“Why?” is an overused question.
It is important in that the why needs to be taught. Wisdom is gained as children understand why we do what we do or why we don’t do what others do.
Why is overused when children use it as a power tool to wear down their parents.
The teaching of why is something taught as a part of our teaching, training and guiding of our children, NOT at the demand of our children.
Let me give an example, if a child is told not to run in church, it is not ok for them to ask why. If the child asks “why” it appears they are thinking that if they can come up with a better answer than the parent can then they can run in church.
At the time of a command a child is to obey their parents. Our definition for obedience is doing what you are told when you are told and with a good attitude. The act of asking “why” does not fit into that definition.
The time to answer the why question, because it is good for a child to understand why not to run in church, would be out of the moment. For us, that was during our set aside character training time each day, but it could also be during the ride home from church. At that time, the parent can explain that running causes fear to other people, like those drinking coffee, holding a baby or elderly. We want to be respectful to others so we do not run in church.

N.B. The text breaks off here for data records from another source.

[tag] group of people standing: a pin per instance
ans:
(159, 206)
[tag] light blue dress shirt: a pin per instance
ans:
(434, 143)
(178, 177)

Still, a child does not have to agree with the parent or even understand, a child needs to obey because that is how God set it up. As parents, we can trust that understanding will someday come, but do not waver in requiring obedience just because a child disagrees with your reasoning.
I know many parents these days don’t want to stunt their child’s curiosity and want to answer all of their child’s questions of “why”. Note there is a difference between “why” for curiosity and “why” as a challenge to a parent’s authority. A child asking, “Why is the sky blue” is curiosity, but a child asking “why” after being told to do something is a challenge to the authority.
It is important to teach our whys for doing things but we are not required to do so at the demands of our children’s “why”.